壊していいって言われても、こっちは「え、壊したら怒られない??」と不安になる。
でもさらに驚いたのは、スピードを求める割に、
「オペレーションは楽にして当たり前」
と、みんなが本気で考えていることでした。
■ 海外エンジニアの “夜中アラート文化” への反逆
あるとき、.NETのAPIを抱えるチームに一時的に合流し、夜中に何度かアラートが飛んできた時期がありました。
(時差の関係で日本時間の深夜=アメリカの夕方、つまりちょうど負荷が高い時間帯)
毎回アラートに飛び起きて対応していると、翌朝、アメリカ側のリードにこう言われました。
“Why are you fixing it manually? Automate it, man.”
(なんで手で直してるの?オートメーションすれば?)
この衝撃。
「アラートが鳴った → エンジニアが起きて対応する」
という前提が、そもそも 文化として存在しない。
彼らはもっとドライで、
- スケール?自動化しよう
- 障害?自己修復すべき
- 人間が起きる必要?ないでしょ
という価値観が徹底していました。
■ そこで出会った “Serverless” という考え方
僕がそこで強烈に感じたのは、
「あ、これが海外で求められるエンジニアか」
ということ。
C#やWPFのようなデスクトップアプリ中心の開発がベースにあると、
どうしても “自前で構築する発想” が染みつきがちです。
でもクラウドネイティブな環境の海外では、
- “できるだけ作らない”
- “任せるところはクラウドに任せる”
- “アプリはビジネス価値に集中する”
という文化がかなり強い。
その象徴が Serverless。
海外のチームメイトがよく言うのは、
“We don’t deploy servers. We deploy features.”

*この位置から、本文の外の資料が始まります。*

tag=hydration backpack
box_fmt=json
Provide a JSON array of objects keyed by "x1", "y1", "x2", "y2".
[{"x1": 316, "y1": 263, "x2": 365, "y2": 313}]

(サーバーをデプロイしてるんじゃない、機能をデプロイしてるんだ。)
サーバー管理に時間を取られたくない、
運用で心を削られたくない、
深夜に呼び出されたくない、
だからServerless。
めちゃくちゃ合理的。
■ Serverless が「開発スピード」を必然的に生み出す理由
Serverlessはただの技術トレンドじゃなくて、海外の開発文化の一部になっています。
理由はいくつかあって、特に大きいのが3つ。
① 自動スケーリングと自己修復で “人間レスキュー” を無くす
サーバーの負荷でアラートが鳴る?
そんなのServerlessが勝手にスケールすればいい。
CPUスパイクで落ちる?
何台か落ちても勝手に新しいインスタンスが立ち上がる。
エンジニアは寝ていてOK。
海外だとこれは「普通」です。
② マイクロサービスとの相性が爆発的に良い
Serverless(FaaS)は “必要な分だけ動く小さなサービス” という性質を持つので、
マイクロサービスの設計思想に驚くほどフィットします。
- 小さく作る
- 独立してデプロイ
- 影響範囲が小さい
- すぐ直せる
結果、スピードがそのまま品質になる。
③ デプロイが軽い → 改修が早い → 心理的にも楽
Serverlessはデプロイがとにかく軽いです。
小さな関数を差し替えるだけのことが多いので、
- スピードが早い
- 恐怖が少ない
- どんどん改善する
海外のエンジニアが “Continuous Delivery は当たり前” と言う理由はここ。
■ 僕が学んだ「海外で生き抜くための開発哲学」
海外の現場で Serverless を通じて強烈に学んだことはひとつ。
“運用に時間を使うな。イノベーションに時間を使え。”
ということ。
日本だと「安定運用を保つ」ことが強めに求められがちですが、
海外では “運用は自動化して、価値を作る方に注力する” が鉄則。
Serverless は、その生き方を後押ししてくれる最強のツールでした。
■ これから海外に出るエンジニアへ伝えたいこと
C#やWPFを中心にやっていた僕でも、
Serverless やクラウドの文化に触れたことで、人生レベルで視野が変わりました。
- なぜ海外はこんなにスピードが早いのか
- なぜ夜中に呼び出しが少ないのか
- なぜ改善のサイクルが速いのか
その答えの大部分が Serverless 的な価値観 にありました。
テクノロジーの話でもありますが、
実は “働き方の話” でもあるんですよね。
Serverless が海外現場で広がっていった理由
― 「もうサーバー触りたくないんだよね」から始まる海外式開発文化 ―
海外でエンジニアとして働いていると、ある時期から明らかにチームの口癖が変わっていきました。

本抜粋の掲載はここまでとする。